Understanding Samples and Populations
Sampling&Distributions1
Estimated read time: 1:20
Summary
In this engaging lecture, Erin Heerey elucidates the nuances of sampling and distributions, both critical to understanding population dynamics and statistical analysis. The session distinguishes between various distributions and their importance in statistical inference, stressing the distinction between sampling distributions and population distributions. The lecture further explores how samples act as models for populations, enabling insights into population characteristics and abstract generalizations. This exploration extends into methods of sampling and their influence on research conclusions. Her lecture is like a journey through statistics, where abstract concepts and concrete data points interact. She likens this statistical exploration to understanding a car, both from the user's abstract viewpoint and the mechanic's detailed perspective, highlighting the need for multifaceted understanding in research and statistics.
Highlights
- Erin Heerey breaks down the difference between sampling and population distributions seamlessly. It's like a trip into the land of statistics made fun! 🎢
- Understanding samples as models for populations helps us see the big picture in research. 🖼️
- Think of statistics like car mechanics; both need a balance of abstract knowledge and concrete action. Rev up your engines! 🚘
- Distributions help describe data points and their density, offering insights into the broader population landscape. 🌍
- Sampling is a crucial part of statistical inference, crucial for painting a true picture of the population. 🎨
Key Takeaways
- Sampling and distributions are foundational concepts in statistics, helping us understand population dynamics with precision and insight. 📊
- Samples are tools for abstraction, allowing researchers to make informed generalizations about populations. 🧠
- Understanding the levels of abstraction in statistics—concrete (like specific samples) and abstract (like general population models)—is essential. 🤔
- The lecture draws parallels between statistical thinking and mechanics, illustrating the importance of both high-level understanding and detailed knowledge. 🚗
- Population distributions, often theoretical in psychology, require careful sampling to make effective real-world conclusions. 🔍
Overview
In this chapter of our statistical journey, Erin Heerey introduces the fascinating world of sampling and distributions. We learn the importance of distinguishing between sampling distributions and population distributions, both crucial in understanding the broader scope of statistics and research. Erin lays the groundwork by explaining how samples serve as abstract models for studying populations, providing insights into the complexities of human and social phenomena. The discussion also touches on the methodologies of sampling, showing how they influence the outcomes of research.
Erin continues to unravel these complex ideas by comparing the statistical process to the workings of a car. Just as driving requires an understanding of the abstract functions of a car alongside the intricate mechanics, mastering statistics demands a balance of concrete and abstract thinking. This analogy helps demystify the abstraction inherent in statistical analysis, making it more relatable and easier to grasp for learners.

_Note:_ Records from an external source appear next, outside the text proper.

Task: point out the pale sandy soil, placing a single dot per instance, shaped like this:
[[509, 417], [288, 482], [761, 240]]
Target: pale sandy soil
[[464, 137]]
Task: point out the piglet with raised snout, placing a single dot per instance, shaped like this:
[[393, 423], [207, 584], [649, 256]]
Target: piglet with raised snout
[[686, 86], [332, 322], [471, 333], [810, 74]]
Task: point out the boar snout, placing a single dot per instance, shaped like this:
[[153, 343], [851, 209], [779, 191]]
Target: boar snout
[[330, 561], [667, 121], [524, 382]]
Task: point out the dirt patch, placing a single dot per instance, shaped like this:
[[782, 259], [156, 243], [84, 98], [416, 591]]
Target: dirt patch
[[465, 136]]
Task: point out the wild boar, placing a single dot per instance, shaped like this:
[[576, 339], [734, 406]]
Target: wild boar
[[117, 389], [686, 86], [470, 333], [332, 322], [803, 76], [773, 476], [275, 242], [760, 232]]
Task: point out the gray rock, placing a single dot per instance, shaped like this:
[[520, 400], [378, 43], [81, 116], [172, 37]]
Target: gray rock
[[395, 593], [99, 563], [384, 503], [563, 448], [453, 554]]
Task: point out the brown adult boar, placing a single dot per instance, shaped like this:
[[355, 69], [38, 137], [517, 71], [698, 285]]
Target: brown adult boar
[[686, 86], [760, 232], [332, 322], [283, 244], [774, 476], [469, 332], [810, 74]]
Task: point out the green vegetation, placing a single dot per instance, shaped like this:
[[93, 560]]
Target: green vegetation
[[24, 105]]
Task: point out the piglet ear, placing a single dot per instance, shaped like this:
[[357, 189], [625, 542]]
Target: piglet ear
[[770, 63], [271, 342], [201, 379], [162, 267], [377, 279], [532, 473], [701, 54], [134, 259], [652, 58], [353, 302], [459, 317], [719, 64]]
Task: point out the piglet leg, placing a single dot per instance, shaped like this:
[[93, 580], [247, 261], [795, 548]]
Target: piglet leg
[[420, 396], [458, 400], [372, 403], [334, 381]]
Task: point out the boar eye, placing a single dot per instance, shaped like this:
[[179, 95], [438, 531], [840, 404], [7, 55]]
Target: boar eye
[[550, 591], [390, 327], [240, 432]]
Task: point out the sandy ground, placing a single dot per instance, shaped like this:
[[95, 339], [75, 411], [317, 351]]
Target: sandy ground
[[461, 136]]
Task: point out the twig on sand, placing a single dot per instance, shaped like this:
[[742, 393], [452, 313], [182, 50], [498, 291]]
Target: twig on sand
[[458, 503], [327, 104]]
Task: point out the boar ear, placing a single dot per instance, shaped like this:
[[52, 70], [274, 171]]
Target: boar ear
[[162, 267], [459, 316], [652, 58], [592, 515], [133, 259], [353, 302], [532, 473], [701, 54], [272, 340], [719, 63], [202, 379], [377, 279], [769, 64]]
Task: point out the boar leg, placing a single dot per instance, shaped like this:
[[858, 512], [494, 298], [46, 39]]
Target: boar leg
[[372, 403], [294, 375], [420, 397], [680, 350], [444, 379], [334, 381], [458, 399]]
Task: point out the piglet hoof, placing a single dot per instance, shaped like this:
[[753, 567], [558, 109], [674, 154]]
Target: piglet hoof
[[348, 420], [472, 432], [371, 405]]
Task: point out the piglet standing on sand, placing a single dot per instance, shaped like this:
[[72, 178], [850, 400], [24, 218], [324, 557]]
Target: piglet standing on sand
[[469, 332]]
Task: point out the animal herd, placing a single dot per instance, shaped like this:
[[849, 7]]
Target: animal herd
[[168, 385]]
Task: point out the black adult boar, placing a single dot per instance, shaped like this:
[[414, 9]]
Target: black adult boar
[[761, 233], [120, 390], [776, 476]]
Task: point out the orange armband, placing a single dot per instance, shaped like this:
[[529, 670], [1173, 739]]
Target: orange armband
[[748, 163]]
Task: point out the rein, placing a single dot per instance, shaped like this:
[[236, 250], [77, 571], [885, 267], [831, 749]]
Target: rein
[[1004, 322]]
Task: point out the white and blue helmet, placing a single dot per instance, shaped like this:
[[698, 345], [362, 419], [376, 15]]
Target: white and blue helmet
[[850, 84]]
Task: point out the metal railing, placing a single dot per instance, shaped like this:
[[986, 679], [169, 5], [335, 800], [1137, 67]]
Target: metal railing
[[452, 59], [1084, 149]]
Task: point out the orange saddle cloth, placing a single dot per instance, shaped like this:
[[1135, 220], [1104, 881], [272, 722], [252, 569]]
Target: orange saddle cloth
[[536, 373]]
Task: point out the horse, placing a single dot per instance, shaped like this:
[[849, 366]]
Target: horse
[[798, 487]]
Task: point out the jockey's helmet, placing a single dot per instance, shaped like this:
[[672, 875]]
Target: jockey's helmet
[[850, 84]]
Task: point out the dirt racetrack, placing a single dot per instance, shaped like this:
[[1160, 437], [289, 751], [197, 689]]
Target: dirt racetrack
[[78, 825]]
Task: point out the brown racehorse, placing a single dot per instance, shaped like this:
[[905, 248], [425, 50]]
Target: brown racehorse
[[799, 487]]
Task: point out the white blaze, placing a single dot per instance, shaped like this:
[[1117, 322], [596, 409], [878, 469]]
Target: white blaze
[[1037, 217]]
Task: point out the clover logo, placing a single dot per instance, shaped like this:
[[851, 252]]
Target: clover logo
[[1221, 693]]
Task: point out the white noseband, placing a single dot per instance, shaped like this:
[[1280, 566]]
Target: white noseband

The final segments of the lecture underscore the concept of distributions, which describe the 'sample space' by detailing potential data ranges and densities. By illustrating the differences and relationships between sample and population distributions, Erin helps us appreciate the theoretical nature of population distributions in psychology. She emphasizes the importance of sampling as a proxy for real populations, guiding researchers to make accurate generalizations while avoiding common pitfalls. Erin leaves us with a tantalizing glimpse of what lies ahead in the lecture series, promising an in-depth exploration of probability next.
Chapters
- 00:00 - 00:30: Introduction to Sampling and Distributions This chapter introduces the concept of sampling and distributions, focusing on sampling distributions, population distributions, and distributions of statistics. It also covers methods of sampling as part of the lecture's aim to familiarize students with these fundamental concepts essential to the coursework.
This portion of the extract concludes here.